- Born: 16 May 1861 Fitchburg, Mass
- Died: 4 September 1917 (aged 56) Lucas County, Ohio
- Resting place: Woodlawn Cemetery, Toledo, Ohio
- Occupations: inventor and manufacturer
- Known for: glass
- Spouse: Ida E. Colburn

= Irving Wightman Colburn =

American inventor and manufacturer

 Irving Wightman Colburn (16 May 1861 – 4 September 1917) was an American inventor and manufacturer.

In 1898, Colburn applied for a patent for a "Glass Working Machine" that could make hollow-bodied glass containers like bottles.

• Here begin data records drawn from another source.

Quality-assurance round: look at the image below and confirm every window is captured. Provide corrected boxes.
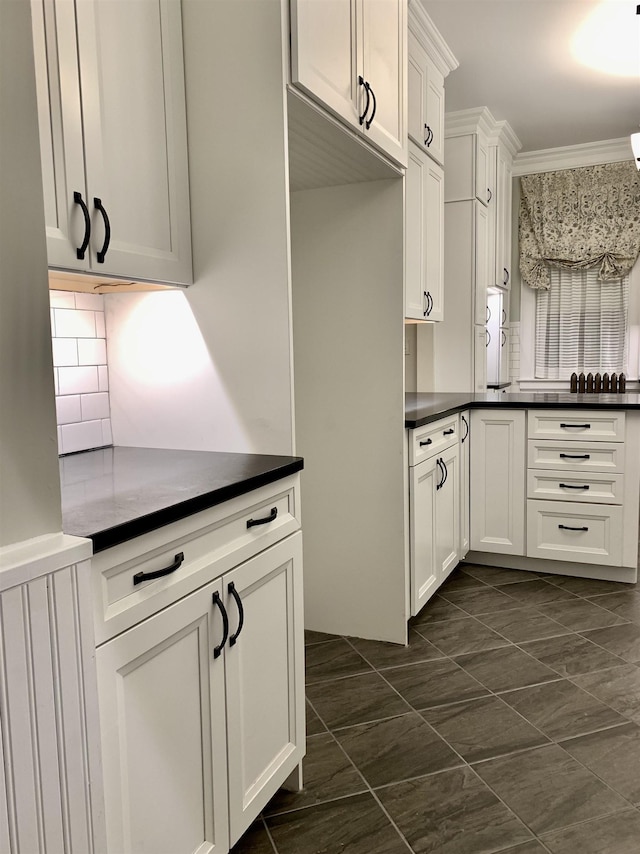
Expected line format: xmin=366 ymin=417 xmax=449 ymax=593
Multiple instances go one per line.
xmin=535 ymin=270 xmax=629 ymax=380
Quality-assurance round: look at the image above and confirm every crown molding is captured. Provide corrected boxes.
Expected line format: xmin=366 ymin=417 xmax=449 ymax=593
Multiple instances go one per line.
xmin=513 ymin=137 xmax=633 ymax=177
xmin=409 ymin=0 xmax=460 ymax=77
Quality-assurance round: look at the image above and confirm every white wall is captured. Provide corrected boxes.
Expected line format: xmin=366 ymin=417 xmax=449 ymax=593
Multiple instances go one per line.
xmin=0 ymin=0 xmax=62 ymax=546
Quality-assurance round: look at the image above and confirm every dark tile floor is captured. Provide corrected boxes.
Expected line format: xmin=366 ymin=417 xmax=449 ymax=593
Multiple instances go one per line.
xmin=233 ymin=564 xmax=640 ymax=854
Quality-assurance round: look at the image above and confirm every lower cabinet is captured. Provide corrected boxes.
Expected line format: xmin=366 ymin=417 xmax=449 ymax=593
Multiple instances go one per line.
xmin=96 ymin=533 xmax=304 ymax=854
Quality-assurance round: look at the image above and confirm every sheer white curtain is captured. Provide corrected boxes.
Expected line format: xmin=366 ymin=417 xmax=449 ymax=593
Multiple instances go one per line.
xmin=535 ymin=269 xmax=629 ymax=379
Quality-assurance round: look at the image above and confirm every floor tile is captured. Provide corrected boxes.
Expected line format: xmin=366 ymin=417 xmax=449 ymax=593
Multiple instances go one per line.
xmin=349 ymin=623 xmax=449 ymax=669
xmin=422 ymin=697 xmax=548 ymax=762
xmin=562 ymin=723 xmax=640 ymax=804
xmin=307 ymin=673 xmax=410 ymax=729
xmin=418 ymin=617 xmax=509 ymax=655
xmin=264 ymin=733 xmax=367 ymax=815
xmin=521 ymin=635 xmax=623 ymax=676
xmin=478 ymin=603 xmax=569 ymax=643
xmin=543 ymin=810 xmax=640 ymax=854
xmin=496 ymin=578 xmax=575 ymax=605
xmin=500 ymin=679 xmax=625 ymax=741
xmin=335 ymin=712 xmax=462 ymax=787
xmin=571 ymin=664 xmax=640 ymax=724
xmin=474 ymin=745 xmax=628 ymax=834
xmin=538 ymin=599 xmax=624 ymax=632
xmin=377 ymin=766 xmax=532 ymax=854
xmin=305 ymin=638 xmax=372 ymax=685
xmin=455 ymin=646 xmax=558 ymax=692
xmin=582 ymin=623 xmax=640 ymax=662
xmin=266 ymin=793 xmax=407 ymax=854
xmin=384 ymin=658 xmax=489 ymax=709
xmin=442 ymin=585 xmax=520 ymax=616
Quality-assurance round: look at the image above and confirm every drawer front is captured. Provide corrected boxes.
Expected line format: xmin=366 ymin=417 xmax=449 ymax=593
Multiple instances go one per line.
xmin=529 ymin=439 xmax=624 ymax=473
xmin=527 ymin=499 xmax=623 ymax=566
xmin=91 ymin=475 xmax=300 ymax=644
xmin=409 ymin=412 xmax=460 ymax=466
xmin=528 ymin=409 xmax=624 ymax=442
xmin=527 ymin=469 xmax=624 ymax=504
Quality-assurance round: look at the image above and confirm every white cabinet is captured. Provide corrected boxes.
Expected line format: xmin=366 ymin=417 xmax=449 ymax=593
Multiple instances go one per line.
xmin=405 ymin=141 xmax=444 ymax=320
xmin=471 ymin=409 xmax=526 ymax=555
xmin=32 ymin=0 xmax=192 ymax=284
xmin=291 ymin=0 xmax=407 ymax=166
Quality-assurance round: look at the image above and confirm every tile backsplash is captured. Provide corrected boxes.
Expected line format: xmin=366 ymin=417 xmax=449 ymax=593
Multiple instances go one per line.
xmin=49 ymin=291 xmax=112 ymax=454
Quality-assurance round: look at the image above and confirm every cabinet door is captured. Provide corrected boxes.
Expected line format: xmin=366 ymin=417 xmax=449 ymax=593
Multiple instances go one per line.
xmin=360 ymin=0 xmax=407 ymax=166
xmin=409 ymin=457 xmax=442 ymax=617
xmin=96 ymin=581 xmax=229 ymax=854
xmin=74 ymin=0 xmax=192 ymax=284
xmin=471 ymin=409 xmax=526 ymax=555
xmin=224 ymin=533 xmax=305 ymax=845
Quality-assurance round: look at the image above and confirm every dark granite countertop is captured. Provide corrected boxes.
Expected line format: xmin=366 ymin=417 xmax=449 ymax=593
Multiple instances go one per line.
xmin=60 ymin=447 xmax=303 ymax=552
xmin=404 ymin=391 xmax=640 ymax=429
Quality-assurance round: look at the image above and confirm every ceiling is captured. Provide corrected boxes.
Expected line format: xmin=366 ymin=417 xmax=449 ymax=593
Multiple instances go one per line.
xmin=421 ymin=0 xmax=640 ymax=153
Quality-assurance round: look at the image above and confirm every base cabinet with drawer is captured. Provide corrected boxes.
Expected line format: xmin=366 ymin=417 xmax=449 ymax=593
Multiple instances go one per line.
xmin=93 ymin=474 xmax=305 ymax=854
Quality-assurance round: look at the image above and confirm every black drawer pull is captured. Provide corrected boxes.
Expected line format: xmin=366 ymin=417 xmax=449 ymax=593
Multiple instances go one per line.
xmin=133 ymin=552 xmax=184 ymax=584
xmin=227 ymin=581 xmax=244 ymax=646
xmin=560 ymin=454 xmax=591 ymax=460
xmin=211 ymin=590 xmax=229 ymax=658
xmin=247 ymin=507 xmax=278 ymax=528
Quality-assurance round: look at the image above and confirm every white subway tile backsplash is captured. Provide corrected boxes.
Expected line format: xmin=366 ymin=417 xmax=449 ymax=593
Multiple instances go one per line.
xmin=52 ymin=338 xmax=78 ymax=368
xmin=76 ymin=338 xmax=107 ymax=365
xmin=56 ymin=394 xmax=82 ymax=424
xmin=56 ymin=365 xmax=98 ymax=394
xmin=53 ymin=308 xmax=96 ymax=338
xmin=77 ymin=392 xmax=111 ymax=421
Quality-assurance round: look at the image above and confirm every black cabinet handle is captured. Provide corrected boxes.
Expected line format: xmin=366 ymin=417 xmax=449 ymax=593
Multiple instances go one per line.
xmin=560 ymin=454 xmax=591 ymax=460
xmin=460 ymin=415 xmax=469 ymax=443
xmin=93 ymin=198 xmax=111 ymax=264
xmin=133 ymin=552 xmax=184 ymax=584
xmin=364 ymin=83 xmax=378 ymax=130
xmin=227 ymin=581 xmax=244 ymax=646
xmin=73 ymin=190 xmax=91 ymax=261
xmin=358 ymin=75 xmax=371 ymax=125
xmin=247 ymin=507 xmax=278 ymax=528
xmin=211 ymin=590 xmax=229 ymax=658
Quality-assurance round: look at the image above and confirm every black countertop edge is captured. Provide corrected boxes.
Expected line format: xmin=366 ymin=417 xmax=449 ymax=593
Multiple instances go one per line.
xmin=80 ymin=457 xmax=304 ymax=554
xmin=404 ymin=391 xmax=640 ymax=430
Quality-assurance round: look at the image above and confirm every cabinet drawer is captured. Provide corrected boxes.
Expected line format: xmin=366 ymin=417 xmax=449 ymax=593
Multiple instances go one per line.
xmin=91 ymin=475 xmax=300 ymax=644
xmin=527 ymin=469 xmax=624 ymax=504
xmin=528 ymin=409 xmax=625 ymax=442
xmin=409 ymin=413 xmax=459 ymax=466
xmin=529 ymin=439 xmax=624 ymax=472
xmin=527 ymin=500 xmax=623 ymax=566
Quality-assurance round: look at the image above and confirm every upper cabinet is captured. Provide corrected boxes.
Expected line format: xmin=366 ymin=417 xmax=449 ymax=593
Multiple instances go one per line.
xmin=291 ymin=0 xmax=407 ymax=166
xmin=32 ymin=0 xmax=192 ymax=284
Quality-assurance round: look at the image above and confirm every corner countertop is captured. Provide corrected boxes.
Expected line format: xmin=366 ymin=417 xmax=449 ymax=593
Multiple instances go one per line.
xmin=60 ymin=447 xmax=304 ymax=552
xmin=404 ymin=391 xmax=640 ymax=430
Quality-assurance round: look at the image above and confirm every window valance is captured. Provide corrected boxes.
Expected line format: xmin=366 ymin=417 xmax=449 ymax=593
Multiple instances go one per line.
xmin=519 ymin=161 xmax=640 ymax=289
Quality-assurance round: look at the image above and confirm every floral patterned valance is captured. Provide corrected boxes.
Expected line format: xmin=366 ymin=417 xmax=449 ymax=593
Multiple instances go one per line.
xmin=520 ymin=161 xmax=640 ymax=289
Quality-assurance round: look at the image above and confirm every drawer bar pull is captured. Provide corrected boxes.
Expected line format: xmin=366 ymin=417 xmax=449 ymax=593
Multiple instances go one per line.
xmin=133 ymin=552 xmax=184 ymax=584
xmin=227 ymin=581 xmax=244 ymax=646
xmin=247 ymin=507 xmax=278 ymax=528
xmin=211 ymin=590 xmax=229 ymax=658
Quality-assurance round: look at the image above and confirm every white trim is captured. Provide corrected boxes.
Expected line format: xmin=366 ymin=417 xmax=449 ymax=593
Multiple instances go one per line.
xmin=513 ymin=137 xmax=633 ymax=177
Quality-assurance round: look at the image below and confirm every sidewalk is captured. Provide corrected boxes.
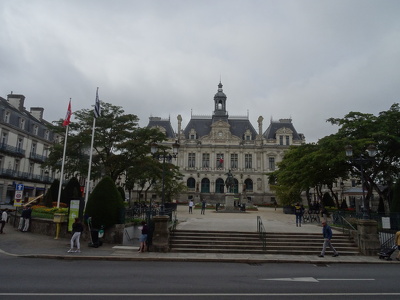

The patent was granted on March 7, 1899, Patent Number US620,642. The use of the patent is unknown.

Colburn developed a process for the production of continuous flat glass disks which made the mass production for window panes possible. Colburn began his experiments in 1899. In one patent for a machine to produce flat glass on 25 March 1902. He created the Colburn Machine Glass Co. in August 1906. In 1908 he installed two machines, before the technology had developed, and in 1911 he became bankrupt. Toledo Glass Company bought Colburn's patents in 1912. He then improved the process with Toledo Glass, and its first successful result occurred on 25 November 1913. The company then became the Libbey-Owens Sheet Glass company in 1916.